September 30, 2021 By Vidyasagar Machupalli 5 min read

Learn how to set up a GPU-enabled virtual server instance (VSI) on a Virtual Private Cloud (VPC) and deploy RAPIDS using IBM Schematics. 

The GPU-enabled family of profiles provides on-demand, cost-effective access to NVIDIA GPUs. GPUs help to accelerate the processing time required for compute-intensive workloads, such as artificial intelligence (AI), machine learning, inferencing and more. To use the GPUs, you need the appropriate toolchain — such as CUDA (an acronym for Compute Unified Device Architecture) — ready. 

Let’s start with a simple question. 

What is a GPU and how is it different from CPU?

Graphics processing units (GPUs) are becoming more prevalent as accelerated computing is rapidly changing the modern enterprise. They support new applications that are resource-demanding and provide new capabilities to gain valuable insights from customer data.

Let’s quickly go over why you could use GPUs in the first place. By operating in a cloud environment, GPUs work in conjunction with a server’s CPU to accelerate application and processing performance. The CPU offloads compute-intensive portions of the application to the GPU, which processes large blocks of data at one time (rather than sequentially) to boost overall performance in a server environment.

The following video covers the basics about GPUs, including the differences between a GPU and CPU, the top GPU applications (including industry examples) and why it’s beneficial to use GPUs on cloud infrastructure:

 

 

What is RAPIDS?

The RAPIDS suite of open-source software libraries and APIs gives you the ability to execute end-to-end data science and analytics pipelines entirely on GPUs. RAPIDS utilizes NVIDIA CUDA primitives for low-level compute optimization and exposes GPU parallelism and high-bandwidth memory speed through user-friendly Python interfaces.
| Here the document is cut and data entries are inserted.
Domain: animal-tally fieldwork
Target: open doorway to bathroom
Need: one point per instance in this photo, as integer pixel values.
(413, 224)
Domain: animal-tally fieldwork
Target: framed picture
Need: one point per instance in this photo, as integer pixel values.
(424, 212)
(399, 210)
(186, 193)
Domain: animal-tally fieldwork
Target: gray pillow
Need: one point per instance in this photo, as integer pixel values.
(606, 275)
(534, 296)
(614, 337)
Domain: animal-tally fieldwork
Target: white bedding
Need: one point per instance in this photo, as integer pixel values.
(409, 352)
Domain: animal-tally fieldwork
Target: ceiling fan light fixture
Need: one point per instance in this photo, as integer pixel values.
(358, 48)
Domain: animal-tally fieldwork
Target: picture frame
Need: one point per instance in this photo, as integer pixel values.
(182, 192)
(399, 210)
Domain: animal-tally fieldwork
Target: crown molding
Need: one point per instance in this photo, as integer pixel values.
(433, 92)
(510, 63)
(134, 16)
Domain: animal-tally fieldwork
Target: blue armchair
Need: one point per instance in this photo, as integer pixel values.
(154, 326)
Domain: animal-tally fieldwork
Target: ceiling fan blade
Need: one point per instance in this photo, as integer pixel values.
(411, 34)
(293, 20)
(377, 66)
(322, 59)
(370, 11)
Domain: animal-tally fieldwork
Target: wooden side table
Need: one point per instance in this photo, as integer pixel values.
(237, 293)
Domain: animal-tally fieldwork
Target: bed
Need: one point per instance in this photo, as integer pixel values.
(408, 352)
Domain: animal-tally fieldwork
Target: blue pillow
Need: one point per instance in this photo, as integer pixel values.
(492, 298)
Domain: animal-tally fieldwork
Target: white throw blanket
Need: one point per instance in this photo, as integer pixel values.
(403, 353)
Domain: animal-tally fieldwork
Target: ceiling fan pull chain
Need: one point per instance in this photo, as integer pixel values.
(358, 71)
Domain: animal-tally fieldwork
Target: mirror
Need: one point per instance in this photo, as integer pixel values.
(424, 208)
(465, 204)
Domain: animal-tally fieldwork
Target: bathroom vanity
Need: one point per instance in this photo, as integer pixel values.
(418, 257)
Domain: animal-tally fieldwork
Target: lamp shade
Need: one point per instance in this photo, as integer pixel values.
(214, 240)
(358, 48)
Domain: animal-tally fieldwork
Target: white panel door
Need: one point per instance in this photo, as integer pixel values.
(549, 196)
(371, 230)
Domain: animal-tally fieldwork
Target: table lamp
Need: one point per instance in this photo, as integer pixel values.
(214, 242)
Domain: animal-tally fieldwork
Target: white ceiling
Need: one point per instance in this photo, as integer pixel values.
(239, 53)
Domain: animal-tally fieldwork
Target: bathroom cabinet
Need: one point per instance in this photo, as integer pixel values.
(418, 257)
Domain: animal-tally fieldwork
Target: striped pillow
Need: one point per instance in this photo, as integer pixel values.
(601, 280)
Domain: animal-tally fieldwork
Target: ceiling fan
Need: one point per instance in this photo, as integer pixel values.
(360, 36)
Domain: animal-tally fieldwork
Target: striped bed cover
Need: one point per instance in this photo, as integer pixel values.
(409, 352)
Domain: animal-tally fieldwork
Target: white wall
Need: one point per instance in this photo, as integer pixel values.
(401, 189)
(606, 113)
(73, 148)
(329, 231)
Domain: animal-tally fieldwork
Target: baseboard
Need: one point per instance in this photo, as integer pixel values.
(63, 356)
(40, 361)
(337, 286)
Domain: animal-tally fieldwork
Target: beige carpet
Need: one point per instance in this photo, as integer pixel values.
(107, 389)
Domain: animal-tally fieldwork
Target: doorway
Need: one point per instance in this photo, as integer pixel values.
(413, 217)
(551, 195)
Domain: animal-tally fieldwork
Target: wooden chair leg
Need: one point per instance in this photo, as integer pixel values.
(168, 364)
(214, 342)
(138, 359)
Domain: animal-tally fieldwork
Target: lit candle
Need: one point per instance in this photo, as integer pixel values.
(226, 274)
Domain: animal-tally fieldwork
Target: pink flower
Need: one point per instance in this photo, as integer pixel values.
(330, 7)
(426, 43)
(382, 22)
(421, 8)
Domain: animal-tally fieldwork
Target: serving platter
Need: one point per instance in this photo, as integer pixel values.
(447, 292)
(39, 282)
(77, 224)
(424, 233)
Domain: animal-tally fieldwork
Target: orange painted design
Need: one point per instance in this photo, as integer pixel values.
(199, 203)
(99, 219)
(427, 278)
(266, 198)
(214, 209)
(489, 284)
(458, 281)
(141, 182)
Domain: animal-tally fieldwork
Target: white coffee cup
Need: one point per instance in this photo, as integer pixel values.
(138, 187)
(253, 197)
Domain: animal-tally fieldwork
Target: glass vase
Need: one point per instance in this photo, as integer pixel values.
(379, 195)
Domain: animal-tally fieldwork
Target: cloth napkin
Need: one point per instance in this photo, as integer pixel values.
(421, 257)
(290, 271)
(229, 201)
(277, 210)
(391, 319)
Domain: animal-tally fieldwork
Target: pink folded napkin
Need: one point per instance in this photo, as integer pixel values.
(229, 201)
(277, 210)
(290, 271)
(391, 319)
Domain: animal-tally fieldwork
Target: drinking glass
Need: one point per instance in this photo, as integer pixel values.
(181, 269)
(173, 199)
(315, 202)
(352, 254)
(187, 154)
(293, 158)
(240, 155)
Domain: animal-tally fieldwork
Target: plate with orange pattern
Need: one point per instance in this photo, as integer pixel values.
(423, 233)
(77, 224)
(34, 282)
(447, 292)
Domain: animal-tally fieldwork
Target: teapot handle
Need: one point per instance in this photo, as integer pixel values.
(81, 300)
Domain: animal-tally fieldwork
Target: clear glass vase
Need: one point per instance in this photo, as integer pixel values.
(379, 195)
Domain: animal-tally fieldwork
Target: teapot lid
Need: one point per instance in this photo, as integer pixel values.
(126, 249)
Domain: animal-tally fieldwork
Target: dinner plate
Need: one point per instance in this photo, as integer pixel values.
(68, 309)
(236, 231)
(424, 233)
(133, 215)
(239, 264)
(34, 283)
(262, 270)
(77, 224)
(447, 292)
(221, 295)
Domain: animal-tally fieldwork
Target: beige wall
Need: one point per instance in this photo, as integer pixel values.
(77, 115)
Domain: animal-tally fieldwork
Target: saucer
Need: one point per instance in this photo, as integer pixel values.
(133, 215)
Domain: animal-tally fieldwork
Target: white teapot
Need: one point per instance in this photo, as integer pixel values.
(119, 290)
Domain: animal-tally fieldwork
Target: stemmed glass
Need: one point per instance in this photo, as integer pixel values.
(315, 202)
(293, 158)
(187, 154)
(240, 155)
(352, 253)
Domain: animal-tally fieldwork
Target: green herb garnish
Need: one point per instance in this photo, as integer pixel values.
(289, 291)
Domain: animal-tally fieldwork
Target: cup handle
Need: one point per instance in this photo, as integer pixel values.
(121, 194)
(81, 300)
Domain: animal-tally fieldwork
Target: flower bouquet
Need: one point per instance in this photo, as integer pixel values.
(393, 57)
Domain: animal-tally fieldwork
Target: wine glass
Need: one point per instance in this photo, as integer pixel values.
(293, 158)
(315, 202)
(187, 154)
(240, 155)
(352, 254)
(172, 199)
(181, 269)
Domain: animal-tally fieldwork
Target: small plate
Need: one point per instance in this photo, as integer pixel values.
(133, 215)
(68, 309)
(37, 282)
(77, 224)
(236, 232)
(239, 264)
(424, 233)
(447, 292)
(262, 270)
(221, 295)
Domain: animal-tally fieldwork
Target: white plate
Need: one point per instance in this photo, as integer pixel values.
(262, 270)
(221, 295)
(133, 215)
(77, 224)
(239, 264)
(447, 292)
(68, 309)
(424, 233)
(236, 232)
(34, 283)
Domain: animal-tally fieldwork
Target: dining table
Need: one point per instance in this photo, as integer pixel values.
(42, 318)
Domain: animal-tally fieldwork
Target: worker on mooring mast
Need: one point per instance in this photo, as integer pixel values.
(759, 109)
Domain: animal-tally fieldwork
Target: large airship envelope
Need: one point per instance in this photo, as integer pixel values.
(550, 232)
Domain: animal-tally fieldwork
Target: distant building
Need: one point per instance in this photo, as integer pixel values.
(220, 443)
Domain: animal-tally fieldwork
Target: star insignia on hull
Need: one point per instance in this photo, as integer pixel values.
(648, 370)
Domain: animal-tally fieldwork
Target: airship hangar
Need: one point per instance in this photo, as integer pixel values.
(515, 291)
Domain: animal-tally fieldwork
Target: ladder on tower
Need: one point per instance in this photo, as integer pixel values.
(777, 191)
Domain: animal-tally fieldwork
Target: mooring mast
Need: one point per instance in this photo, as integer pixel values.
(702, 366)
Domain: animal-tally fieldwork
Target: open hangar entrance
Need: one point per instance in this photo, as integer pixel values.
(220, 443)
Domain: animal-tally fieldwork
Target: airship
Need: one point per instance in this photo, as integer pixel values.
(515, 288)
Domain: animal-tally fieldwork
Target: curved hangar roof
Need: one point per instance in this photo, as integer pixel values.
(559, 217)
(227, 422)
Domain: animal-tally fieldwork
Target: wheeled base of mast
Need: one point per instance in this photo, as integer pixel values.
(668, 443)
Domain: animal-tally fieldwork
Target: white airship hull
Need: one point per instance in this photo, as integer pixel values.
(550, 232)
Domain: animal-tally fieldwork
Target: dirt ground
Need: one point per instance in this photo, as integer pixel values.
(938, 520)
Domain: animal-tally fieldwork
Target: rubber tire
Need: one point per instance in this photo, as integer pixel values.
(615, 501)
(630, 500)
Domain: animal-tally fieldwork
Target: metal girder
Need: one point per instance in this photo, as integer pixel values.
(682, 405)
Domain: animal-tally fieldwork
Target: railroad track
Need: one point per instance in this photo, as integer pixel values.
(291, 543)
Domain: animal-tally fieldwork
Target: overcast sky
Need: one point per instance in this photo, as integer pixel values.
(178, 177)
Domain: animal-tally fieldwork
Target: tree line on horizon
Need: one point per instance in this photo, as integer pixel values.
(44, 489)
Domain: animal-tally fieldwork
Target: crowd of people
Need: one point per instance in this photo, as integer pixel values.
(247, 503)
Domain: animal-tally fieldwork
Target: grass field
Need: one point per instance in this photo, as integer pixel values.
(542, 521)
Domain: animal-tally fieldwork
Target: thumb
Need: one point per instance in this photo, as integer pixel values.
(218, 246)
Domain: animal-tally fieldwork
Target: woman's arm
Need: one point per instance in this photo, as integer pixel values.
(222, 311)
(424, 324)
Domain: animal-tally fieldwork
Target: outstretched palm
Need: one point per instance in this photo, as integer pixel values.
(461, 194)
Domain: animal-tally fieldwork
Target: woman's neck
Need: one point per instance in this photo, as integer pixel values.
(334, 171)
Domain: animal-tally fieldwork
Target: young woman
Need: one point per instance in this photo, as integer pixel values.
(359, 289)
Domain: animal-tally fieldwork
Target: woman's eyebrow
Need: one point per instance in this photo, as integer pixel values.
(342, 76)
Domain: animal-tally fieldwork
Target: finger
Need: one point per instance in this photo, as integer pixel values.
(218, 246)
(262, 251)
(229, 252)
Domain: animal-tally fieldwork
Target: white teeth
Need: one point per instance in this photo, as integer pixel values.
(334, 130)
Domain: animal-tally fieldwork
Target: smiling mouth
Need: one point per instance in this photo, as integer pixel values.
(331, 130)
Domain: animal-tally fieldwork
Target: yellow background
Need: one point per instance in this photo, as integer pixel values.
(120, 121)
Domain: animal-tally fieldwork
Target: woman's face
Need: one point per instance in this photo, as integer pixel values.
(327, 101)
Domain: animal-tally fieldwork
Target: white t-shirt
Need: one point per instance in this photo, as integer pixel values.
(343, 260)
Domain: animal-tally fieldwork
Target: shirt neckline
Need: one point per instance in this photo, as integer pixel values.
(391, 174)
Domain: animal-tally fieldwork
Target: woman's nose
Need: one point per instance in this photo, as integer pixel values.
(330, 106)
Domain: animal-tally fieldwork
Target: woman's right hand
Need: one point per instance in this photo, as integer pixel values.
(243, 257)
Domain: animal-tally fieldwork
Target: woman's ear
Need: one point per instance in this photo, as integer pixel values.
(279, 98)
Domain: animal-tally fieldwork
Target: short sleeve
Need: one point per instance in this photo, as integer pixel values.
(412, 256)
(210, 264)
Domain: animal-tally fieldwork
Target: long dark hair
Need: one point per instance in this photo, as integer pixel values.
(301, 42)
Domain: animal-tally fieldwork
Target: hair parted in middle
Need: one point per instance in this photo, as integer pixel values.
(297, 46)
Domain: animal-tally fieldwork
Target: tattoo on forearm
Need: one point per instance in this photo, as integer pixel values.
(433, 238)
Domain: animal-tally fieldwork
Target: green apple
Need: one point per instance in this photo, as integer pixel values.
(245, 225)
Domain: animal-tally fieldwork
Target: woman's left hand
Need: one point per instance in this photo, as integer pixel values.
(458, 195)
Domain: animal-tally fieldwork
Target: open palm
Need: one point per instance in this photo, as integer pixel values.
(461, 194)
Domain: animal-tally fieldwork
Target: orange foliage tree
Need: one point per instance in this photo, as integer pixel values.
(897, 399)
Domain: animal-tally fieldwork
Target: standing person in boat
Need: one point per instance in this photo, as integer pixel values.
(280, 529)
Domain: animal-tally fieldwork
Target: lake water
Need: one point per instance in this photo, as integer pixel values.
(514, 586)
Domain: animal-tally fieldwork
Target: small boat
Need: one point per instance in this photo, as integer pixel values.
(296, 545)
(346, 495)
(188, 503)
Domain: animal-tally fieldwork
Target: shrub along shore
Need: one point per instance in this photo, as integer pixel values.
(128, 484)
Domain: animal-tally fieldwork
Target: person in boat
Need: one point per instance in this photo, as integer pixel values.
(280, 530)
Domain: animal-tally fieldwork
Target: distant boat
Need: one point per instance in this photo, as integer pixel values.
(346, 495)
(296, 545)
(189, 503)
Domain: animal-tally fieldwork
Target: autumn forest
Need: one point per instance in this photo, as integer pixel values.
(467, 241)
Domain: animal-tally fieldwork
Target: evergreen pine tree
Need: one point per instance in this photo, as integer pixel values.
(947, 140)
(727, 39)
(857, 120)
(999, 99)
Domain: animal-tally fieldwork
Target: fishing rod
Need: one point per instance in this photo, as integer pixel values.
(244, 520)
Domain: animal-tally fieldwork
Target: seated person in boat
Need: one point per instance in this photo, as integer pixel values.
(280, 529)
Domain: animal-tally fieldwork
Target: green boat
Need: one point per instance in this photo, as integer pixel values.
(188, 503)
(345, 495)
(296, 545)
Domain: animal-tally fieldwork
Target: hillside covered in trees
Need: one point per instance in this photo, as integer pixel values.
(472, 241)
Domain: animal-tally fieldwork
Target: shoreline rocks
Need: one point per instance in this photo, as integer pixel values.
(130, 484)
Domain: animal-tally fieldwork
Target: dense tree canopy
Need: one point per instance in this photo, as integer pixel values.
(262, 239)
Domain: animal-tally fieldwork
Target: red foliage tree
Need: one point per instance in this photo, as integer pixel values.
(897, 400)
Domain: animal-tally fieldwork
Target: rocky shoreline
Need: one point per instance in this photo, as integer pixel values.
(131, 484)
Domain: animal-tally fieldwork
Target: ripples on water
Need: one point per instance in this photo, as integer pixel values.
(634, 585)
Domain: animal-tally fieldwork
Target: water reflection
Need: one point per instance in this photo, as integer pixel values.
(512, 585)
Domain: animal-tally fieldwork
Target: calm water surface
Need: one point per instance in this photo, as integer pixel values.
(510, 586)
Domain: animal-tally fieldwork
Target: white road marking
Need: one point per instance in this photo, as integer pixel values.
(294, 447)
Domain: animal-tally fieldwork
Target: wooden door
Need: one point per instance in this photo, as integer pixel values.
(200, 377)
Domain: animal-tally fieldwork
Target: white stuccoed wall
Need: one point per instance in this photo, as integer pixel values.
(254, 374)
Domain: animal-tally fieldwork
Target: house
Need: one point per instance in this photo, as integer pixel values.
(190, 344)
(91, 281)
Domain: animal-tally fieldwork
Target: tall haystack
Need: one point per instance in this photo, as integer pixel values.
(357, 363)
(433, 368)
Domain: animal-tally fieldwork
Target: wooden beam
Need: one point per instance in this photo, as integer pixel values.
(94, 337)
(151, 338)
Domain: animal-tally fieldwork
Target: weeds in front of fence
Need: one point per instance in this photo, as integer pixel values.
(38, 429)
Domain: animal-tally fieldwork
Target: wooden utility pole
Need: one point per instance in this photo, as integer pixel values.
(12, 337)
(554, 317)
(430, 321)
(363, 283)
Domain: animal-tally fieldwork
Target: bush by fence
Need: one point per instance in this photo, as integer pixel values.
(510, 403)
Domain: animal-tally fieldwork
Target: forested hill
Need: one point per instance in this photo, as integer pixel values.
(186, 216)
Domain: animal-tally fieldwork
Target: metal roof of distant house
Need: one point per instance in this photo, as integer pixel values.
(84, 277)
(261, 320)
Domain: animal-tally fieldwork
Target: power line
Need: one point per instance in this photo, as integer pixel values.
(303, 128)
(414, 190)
Here are the features of RAPIDS as described on the NVIDIA developer website:

  • Hassle-free integration: Accelerate your Python data-science toolchain with minimal code changes and no new tools to learn.
  • Top model accuracy: Increase machine-learning model accuracy by iterating on models faster and deploying them more frequently.
  • Reduced training time: Drastically improve your productivity with near-interactive data science.
  • Open source: Customizable, extensible, interoperable — the open-source software is supported by NVIDIA and built on Apache Arrow.

How to provision a GPU-enabled VSI

You will provision a virtual private cloud (VPC), a subnet, a security group with inbound and outbound rules and a virtual service instance (VSI) with a GPU-enabled profile using Terraform scripts with IBM Cloud Schematics. The RAPIDS, along with Docker, are configured via the VSI’s userdata field. 

VPC uses cloud-init technology to configure virtual server instances. The User Data field on the new virtual server for VPC page allows users to put in custom configuration options by using cloud-init. Cloud-init supports several formats for configuration data, including yaml in a cloud-config file.

To understand more about Terraform and IBM Schematics, check this blog post: “Provision Multiple Instances in a VPC Using Schematics.” In short, you can run any Terraform script just by simply pointing to the Git repository with the scripts.

Note: You will need an IBM Cloud account with permissions to provision VPC resources. Check the getting started with VPC documentation.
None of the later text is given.